Александр Градский. The ГОЛОС, или «Насравший в вечность» - Евгений Додолев
Шрифт:
Интервал:
Закладка:
– Какой же вы путаник! Зачем к соседям-то рветесь? Я же вам сказал: мой подъезд рядом с трактиром. Простым советским трактиром. Неужели это понять сложно?
– Александр Борисович, большой музыкант, как правило, не возникает на пустом месте. У него есть свои „родители“, „прародители“, „сестры по материнской“… Так что предъявите миру свою „родословную“.
– Это очень сложный вопрос, и на него однозначно нельзя ответить. Было несколько персон, которые оказали на меня воздействие. В выборе… что делать и не делать вообще.

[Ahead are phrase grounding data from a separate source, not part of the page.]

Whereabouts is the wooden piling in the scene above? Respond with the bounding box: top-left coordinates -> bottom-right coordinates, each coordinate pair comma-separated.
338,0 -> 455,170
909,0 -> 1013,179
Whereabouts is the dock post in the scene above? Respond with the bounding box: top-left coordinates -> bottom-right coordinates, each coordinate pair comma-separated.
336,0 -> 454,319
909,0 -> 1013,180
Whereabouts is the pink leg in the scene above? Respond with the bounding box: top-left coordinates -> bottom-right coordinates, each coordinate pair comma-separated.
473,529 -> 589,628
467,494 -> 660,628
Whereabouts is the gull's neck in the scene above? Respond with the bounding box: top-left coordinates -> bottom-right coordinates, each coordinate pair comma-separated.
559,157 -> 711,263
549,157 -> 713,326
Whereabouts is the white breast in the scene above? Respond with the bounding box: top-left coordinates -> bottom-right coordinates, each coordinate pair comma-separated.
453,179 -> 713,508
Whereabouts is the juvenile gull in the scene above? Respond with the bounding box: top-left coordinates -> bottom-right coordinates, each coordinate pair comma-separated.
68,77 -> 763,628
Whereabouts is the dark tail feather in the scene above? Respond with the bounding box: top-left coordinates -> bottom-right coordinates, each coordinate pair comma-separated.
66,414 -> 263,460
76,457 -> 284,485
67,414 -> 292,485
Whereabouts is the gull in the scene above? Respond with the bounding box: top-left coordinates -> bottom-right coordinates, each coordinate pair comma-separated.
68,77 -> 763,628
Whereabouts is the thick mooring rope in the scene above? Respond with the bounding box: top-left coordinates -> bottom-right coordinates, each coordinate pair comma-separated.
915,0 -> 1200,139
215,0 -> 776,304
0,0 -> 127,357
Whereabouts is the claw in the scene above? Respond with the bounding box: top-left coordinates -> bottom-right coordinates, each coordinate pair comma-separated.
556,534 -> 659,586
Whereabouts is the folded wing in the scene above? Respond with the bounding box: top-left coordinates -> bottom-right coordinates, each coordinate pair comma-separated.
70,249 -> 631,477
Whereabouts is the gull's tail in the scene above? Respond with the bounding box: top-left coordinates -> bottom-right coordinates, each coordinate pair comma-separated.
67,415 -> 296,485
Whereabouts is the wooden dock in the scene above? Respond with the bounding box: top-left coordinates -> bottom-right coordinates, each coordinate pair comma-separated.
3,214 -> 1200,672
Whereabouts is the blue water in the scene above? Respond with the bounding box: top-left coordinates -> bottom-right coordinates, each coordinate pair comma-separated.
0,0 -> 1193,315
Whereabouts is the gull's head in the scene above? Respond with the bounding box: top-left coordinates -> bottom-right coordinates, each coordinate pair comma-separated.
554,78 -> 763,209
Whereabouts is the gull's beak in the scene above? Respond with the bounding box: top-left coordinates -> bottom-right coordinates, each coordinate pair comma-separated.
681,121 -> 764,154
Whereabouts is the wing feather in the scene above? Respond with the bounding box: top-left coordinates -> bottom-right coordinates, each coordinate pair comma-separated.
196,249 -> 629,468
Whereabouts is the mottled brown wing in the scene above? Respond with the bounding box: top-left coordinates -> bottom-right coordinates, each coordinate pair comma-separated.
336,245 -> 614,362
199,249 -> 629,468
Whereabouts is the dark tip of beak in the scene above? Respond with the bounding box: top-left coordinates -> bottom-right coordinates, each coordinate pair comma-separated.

– Окуджава, наверное, Высоцкий?
– Галич, Высоцкий, а Окуджава, к примеру, в меньшей степени. Просто я с самого начала был воспитан больше как музыкант. Поэтому музыка, классическая музыка – основа всего. Когда начинаешь заниматься музыкой, музыка тут же начинает заниматься тобой. То есть формировать тебя самого, твои взгляды, вкусы. Тебе уже совершенно некуда деваться от этого. Ты вынужден следовать тому, что профессия тебе диктует. И поэтому классическая музыка в первую очередь. Ибо это было все-таки самое первое. Затем то, что мы считаем русской эстрадной классикой: Утесов, Бернес, Русланова, Шульженко. Вертинский и Петр Лещенко – это несколько позже, иногда декаданс в чистом виде, что явно противоречило моему вкусу в то время. Лишь потом я стал декадансом увлекаться и полюбил эту музыку, этот стиль, эту изящную „романсовость“… Изабелла Юрьева… Ведь я был инициатором присуждения Изабелле Юрьевой Премии Президента России. И все сделал для того, чтобы она ее получила… Она, к сожалению, не дожила до дня вручения…

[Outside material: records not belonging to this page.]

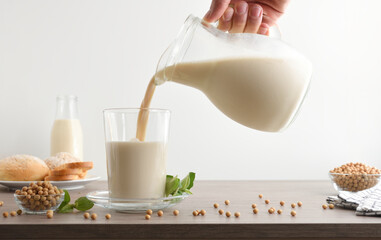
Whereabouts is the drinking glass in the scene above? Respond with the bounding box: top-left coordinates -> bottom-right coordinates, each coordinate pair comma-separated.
103,108 -> 171,200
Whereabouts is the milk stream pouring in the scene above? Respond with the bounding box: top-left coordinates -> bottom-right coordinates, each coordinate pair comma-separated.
136,15 -> 312,140
51,95 -> 83,161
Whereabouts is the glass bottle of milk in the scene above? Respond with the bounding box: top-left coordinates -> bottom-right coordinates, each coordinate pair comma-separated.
50,95 -> 83,161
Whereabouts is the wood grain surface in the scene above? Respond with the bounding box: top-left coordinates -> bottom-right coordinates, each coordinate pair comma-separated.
0,180 -> 381,239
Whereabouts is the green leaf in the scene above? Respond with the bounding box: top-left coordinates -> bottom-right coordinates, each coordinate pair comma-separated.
183,189 -> 192,194
173,186 -> 180,196
165,175 -> 180,197
58,203 -> 75,213
186,172 -> 195,190
173,191 -> 183,196
180,176 -> 190,191
165,172 -> 196,196
58,190 -> 70,211
166,175 -> 174,183
56,190 -> 94,213
165,175 -> 174,196
180,172 -> 196,191
74,197 -> 94,211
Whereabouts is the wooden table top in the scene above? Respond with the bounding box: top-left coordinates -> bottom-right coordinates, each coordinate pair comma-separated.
0,180 -> 380,240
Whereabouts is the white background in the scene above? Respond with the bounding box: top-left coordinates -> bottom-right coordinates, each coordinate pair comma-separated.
1,0 -> 381,180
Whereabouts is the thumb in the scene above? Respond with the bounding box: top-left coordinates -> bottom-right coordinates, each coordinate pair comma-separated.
204,0 -> 231,23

– А как менялись ваши музыкальные вкусы с течением времени? Ваши нынешние музыкальные пристрастия, вероятно, отличаются от тех, которые имели место в пору юности? Это кардинальная смена?
– Абсолютно нет. Вы знаете, что получилось? К тому, что мне нравилось тогда, добавилось кое-что еще. А то, что мне нравилось тогда, нравиться не перестало. Как я любил Бернеса, Шульженко, Утесова, так они нравятся мне и сейчас. Видите, я говорю постоянно в настоящем времени. Потому что для меня, например, Карузо или Каллас поют сейчас. Я ставлю пластинку, и они поют сейчас. Эти вещи не умирают. Может умереть тело, руки, ноги… Но, к счастью, звукозапись оставляет нам все это как реальное жизненное действие.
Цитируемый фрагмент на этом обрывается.